Qual o tamanho da esperança para que o governo convide a Anzorc à mesa?
Muito difícil. Hoje as FARC soltaram um pronunciamento no qual dão a entender que por eles não há problema. Mas o governo… Tem que haver acordo entre as duas partes.
Pode ser que cheguem a um acordo sobre as ZRC sem ter escutado a Anzorc?
Pode ser que sim, porque às FARC interessa manter a mesa. Ao governo interessa rompê-la. Inclusive podem deixar isso como que em suspensão, como dizem os gringos, “stand by”. Porque se eles se fecham, o governo diz “pronto, não querem? Levantemos”.
O que esperar do Encontro de Zonas de Reservas Campesina?
Pode ser um fato político. Primeiro, o debate, encontramo-nos, recolher insumos, propostas, mostrar gente e mostrar força. Fazer alguns acordos com instituições, amigos. Isso pode ser importante. Mas, além disso, só nos resta brigar. Ou seja, mobilizar milhares de camponeses.

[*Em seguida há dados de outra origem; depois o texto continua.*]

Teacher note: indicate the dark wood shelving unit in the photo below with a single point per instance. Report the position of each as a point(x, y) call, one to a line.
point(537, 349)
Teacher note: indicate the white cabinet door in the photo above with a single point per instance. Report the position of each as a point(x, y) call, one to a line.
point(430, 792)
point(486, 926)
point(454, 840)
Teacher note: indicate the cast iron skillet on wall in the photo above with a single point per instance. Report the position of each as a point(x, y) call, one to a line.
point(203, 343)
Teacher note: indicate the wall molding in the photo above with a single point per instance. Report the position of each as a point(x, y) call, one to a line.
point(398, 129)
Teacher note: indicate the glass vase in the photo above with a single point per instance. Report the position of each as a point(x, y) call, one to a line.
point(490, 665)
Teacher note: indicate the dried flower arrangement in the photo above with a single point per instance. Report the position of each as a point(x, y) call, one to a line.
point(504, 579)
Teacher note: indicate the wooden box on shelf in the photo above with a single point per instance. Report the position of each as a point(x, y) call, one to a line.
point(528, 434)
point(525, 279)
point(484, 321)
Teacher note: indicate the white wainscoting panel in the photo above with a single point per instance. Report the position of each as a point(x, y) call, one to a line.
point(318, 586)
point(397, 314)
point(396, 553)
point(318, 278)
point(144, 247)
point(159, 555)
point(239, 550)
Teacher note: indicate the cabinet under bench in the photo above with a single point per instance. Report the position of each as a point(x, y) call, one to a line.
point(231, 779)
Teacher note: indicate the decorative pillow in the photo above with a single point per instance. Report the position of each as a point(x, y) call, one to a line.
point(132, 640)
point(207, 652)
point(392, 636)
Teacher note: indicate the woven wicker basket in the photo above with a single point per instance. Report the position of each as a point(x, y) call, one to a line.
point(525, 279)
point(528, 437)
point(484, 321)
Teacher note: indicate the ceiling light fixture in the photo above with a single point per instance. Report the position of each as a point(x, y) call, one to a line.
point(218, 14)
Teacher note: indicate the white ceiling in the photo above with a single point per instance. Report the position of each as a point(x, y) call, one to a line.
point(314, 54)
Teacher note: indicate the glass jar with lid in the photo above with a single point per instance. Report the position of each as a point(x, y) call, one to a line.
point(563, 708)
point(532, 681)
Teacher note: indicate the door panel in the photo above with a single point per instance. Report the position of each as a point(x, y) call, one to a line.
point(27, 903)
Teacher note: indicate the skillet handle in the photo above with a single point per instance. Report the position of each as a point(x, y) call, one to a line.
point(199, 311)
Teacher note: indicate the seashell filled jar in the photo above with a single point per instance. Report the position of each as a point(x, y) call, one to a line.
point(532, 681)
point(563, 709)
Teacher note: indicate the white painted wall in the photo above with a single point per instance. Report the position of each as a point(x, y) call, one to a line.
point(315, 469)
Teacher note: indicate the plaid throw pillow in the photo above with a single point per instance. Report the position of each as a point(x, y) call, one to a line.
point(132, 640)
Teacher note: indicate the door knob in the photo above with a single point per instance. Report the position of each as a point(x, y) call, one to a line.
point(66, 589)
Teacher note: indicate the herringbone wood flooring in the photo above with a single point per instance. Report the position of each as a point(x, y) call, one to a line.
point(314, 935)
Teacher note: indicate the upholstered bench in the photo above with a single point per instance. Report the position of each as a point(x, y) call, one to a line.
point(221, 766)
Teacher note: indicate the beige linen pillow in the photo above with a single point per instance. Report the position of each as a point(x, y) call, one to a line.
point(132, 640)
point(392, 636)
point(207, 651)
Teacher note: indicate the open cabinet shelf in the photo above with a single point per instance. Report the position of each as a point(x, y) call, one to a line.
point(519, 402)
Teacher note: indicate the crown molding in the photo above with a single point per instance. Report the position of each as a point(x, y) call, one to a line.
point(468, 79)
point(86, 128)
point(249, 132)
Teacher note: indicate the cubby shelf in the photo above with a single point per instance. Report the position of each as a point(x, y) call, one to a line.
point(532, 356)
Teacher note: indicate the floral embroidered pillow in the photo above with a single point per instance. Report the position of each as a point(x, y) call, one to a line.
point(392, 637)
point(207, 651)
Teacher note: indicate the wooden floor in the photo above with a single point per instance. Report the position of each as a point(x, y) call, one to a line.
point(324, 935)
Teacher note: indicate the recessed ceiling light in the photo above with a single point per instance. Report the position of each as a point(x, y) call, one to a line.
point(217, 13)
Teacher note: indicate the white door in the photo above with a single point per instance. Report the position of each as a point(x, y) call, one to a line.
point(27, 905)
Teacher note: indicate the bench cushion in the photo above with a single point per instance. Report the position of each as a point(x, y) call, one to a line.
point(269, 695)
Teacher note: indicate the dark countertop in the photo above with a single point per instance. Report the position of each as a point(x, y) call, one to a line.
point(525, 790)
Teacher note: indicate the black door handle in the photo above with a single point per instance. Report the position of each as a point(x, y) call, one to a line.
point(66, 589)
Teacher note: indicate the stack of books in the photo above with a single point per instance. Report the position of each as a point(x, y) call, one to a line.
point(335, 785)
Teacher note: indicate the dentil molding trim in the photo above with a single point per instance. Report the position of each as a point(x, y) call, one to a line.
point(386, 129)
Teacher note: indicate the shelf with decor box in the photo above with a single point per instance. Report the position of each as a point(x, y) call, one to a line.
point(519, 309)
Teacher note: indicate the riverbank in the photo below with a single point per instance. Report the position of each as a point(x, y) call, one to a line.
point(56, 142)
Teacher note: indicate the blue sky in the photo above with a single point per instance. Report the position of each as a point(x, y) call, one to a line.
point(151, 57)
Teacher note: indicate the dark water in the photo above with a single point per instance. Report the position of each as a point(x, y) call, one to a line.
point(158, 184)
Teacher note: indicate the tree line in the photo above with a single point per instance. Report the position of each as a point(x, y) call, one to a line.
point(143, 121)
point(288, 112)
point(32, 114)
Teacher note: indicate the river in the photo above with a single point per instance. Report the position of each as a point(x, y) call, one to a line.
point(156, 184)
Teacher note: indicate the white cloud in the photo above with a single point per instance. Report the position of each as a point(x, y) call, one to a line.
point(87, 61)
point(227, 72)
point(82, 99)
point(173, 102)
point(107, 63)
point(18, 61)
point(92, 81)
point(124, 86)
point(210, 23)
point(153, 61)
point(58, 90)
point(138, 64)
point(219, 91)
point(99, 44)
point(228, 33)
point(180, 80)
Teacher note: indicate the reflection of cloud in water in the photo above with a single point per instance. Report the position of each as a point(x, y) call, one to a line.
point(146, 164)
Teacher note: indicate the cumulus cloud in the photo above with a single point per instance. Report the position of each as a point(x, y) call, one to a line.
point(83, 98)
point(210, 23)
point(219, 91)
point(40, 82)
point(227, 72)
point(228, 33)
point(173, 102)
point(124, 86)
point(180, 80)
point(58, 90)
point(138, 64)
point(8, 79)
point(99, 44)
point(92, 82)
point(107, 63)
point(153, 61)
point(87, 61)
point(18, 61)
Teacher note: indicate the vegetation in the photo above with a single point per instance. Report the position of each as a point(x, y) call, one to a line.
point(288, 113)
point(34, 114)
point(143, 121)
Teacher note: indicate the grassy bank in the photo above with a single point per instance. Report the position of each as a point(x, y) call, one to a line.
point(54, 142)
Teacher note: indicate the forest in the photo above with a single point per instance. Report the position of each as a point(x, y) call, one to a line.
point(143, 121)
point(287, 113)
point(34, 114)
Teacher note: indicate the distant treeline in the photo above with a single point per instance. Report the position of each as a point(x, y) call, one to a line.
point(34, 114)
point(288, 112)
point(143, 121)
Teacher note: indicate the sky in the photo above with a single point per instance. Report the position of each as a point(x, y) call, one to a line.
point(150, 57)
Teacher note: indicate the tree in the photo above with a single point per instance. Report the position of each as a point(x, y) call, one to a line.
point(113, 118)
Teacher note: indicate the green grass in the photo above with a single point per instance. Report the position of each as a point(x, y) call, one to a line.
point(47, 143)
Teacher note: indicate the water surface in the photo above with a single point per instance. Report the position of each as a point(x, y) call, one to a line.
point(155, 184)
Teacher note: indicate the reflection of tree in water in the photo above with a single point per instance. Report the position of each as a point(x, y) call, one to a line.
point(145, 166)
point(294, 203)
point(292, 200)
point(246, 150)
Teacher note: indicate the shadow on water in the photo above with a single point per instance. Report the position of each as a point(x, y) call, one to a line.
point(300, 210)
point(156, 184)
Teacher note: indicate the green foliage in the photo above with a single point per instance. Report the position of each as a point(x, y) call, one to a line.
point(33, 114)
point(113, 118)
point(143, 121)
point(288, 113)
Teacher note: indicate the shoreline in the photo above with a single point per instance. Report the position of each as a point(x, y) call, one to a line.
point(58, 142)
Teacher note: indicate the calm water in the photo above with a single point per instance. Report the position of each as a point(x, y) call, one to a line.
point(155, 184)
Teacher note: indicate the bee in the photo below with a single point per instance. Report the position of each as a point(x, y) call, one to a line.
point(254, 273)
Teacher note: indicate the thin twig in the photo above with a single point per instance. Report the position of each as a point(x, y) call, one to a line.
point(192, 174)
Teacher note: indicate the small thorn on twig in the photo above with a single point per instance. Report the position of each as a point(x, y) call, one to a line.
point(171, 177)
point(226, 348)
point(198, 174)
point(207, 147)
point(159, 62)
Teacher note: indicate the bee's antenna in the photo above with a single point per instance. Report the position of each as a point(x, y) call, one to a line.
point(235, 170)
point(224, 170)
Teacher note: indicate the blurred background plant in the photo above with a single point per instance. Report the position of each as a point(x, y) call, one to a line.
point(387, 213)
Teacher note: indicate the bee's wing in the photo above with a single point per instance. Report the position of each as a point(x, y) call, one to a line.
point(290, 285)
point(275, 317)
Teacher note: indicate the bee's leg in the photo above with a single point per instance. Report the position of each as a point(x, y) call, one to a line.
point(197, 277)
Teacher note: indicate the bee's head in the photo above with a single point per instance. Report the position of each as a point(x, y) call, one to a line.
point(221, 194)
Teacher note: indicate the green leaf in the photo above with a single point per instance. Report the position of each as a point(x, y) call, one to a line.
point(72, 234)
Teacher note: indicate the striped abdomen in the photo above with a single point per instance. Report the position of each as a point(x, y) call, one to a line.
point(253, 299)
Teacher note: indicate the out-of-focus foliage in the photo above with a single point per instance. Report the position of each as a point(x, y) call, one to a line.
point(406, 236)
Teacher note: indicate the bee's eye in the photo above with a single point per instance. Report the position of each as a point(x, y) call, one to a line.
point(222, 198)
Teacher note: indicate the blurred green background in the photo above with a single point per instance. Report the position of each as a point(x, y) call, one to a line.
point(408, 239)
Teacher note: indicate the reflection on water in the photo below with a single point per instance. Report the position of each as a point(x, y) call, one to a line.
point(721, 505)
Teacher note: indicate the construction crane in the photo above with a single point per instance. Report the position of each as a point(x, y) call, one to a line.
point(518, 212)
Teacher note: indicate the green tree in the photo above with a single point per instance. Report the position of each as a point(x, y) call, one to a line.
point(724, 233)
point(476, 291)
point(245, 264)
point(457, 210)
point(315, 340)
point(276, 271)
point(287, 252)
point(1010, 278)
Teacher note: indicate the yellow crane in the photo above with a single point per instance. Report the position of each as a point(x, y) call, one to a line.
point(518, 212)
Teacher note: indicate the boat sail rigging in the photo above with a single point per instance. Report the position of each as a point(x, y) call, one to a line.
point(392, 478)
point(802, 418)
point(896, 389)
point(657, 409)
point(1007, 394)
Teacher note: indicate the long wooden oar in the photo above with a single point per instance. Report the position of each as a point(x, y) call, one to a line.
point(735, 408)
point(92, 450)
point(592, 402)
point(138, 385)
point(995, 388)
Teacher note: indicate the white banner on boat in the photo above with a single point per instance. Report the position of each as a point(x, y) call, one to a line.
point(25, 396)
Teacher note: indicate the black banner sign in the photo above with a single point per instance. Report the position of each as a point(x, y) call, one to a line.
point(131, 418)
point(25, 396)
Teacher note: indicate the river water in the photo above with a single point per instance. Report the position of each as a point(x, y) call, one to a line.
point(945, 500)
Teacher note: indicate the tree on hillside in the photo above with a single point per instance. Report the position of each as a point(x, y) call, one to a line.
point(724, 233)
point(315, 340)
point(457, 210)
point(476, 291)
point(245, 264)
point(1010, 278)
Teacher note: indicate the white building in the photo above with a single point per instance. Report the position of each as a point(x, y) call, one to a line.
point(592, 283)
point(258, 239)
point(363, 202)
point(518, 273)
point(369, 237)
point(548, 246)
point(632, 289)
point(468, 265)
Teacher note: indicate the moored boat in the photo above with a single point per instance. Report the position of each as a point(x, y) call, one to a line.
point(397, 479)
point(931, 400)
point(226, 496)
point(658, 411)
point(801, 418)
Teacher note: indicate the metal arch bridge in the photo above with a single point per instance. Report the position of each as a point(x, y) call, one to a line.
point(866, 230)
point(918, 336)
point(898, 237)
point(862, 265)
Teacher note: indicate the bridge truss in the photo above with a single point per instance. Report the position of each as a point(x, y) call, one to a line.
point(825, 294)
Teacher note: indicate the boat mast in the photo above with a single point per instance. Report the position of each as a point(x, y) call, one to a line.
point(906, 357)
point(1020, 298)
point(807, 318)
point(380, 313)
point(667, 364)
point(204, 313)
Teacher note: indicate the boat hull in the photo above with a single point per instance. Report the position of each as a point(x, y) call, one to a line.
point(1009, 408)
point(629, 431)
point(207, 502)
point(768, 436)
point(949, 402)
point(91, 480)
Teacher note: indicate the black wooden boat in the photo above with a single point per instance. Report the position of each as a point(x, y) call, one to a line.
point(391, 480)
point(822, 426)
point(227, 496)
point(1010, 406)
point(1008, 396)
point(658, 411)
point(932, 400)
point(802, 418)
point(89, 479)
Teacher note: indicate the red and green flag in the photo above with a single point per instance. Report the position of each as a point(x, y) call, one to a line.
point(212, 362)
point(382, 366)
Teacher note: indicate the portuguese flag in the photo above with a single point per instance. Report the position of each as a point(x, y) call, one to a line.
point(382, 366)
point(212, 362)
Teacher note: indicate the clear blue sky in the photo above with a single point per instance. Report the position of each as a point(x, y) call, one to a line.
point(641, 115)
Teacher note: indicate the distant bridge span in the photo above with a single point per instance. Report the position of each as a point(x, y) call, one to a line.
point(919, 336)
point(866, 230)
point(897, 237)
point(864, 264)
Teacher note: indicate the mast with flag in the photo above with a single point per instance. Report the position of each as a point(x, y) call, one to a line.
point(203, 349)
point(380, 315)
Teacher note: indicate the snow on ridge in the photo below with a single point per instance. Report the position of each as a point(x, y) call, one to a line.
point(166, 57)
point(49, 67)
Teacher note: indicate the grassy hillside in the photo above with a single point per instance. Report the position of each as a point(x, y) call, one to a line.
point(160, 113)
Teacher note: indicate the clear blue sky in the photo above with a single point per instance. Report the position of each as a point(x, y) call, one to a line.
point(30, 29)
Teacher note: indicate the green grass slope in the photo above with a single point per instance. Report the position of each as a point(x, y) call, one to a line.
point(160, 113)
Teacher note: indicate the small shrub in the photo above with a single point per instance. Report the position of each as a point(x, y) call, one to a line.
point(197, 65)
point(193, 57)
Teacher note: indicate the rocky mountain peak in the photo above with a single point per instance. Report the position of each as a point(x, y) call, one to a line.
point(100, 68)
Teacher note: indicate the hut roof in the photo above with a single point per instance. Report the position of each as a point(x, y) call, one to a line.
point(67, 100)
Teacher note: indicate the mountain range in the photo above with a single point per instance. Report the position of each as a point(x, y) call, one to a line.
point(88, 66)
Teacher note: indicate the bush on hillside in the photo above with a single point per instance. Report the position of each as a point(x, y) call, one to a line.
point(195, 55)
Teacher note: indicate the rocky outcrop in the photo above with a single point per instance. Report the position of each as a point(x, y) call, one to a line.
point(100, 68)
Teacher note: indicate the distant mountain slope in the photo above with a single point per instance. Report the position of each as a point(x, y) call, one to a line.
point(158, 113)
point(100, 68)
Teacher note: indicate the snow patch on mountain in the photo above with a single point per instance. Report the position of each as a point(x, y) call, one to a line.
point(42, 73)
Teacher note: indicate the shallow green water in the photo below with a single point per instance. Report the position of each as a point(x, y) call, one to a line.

Para impor um fato político aqui tem que paralisar parte do país.
E não é uma maneira de pressionar para ir à Havana?
Não somente ir, mas pressionar para que lá haja um acordo imposto por nós. Temos que medir as forças e, por enquanto, é muito difícil.
O que você conhece do MST? Mantém relações?
É uma referência importante. Um movimento que tem muitas coisas para ensinar, porque carrega um grande acumulado de luta. Eu estive no Brasil várias vezes reunido com o MST. Sabemos que há diferentes linhas políticas, por isso, o fato de que se manterem unidos em torno da reforma agrária é uma referência importante. O modelo de escola própria, o modelo de formação nos assentamentos, a agroecologia que conseguiram desenvolver, a coordenação a nível internacional, o papel importante na vida do camponês. Toda essa parte simbólica, as místicas, o papel das mulheres. Aqui, por exemplo, ainda há muito machismo político na esquerda a ser superado.
Nós mantemos uma relação importante com o MST. Agora a iniciativa da ANZORC vai ser ingressar na Via Campesina. Há vários líderes do MST que conhecem o processo das ZRC e estiveram presentes no primeiro Encontro em Barrancabermeja [em 2011, que reuniu mais de 30.000 pessoas]. Também nos interessa fortalecer essa relação e esse respaldo tão importante.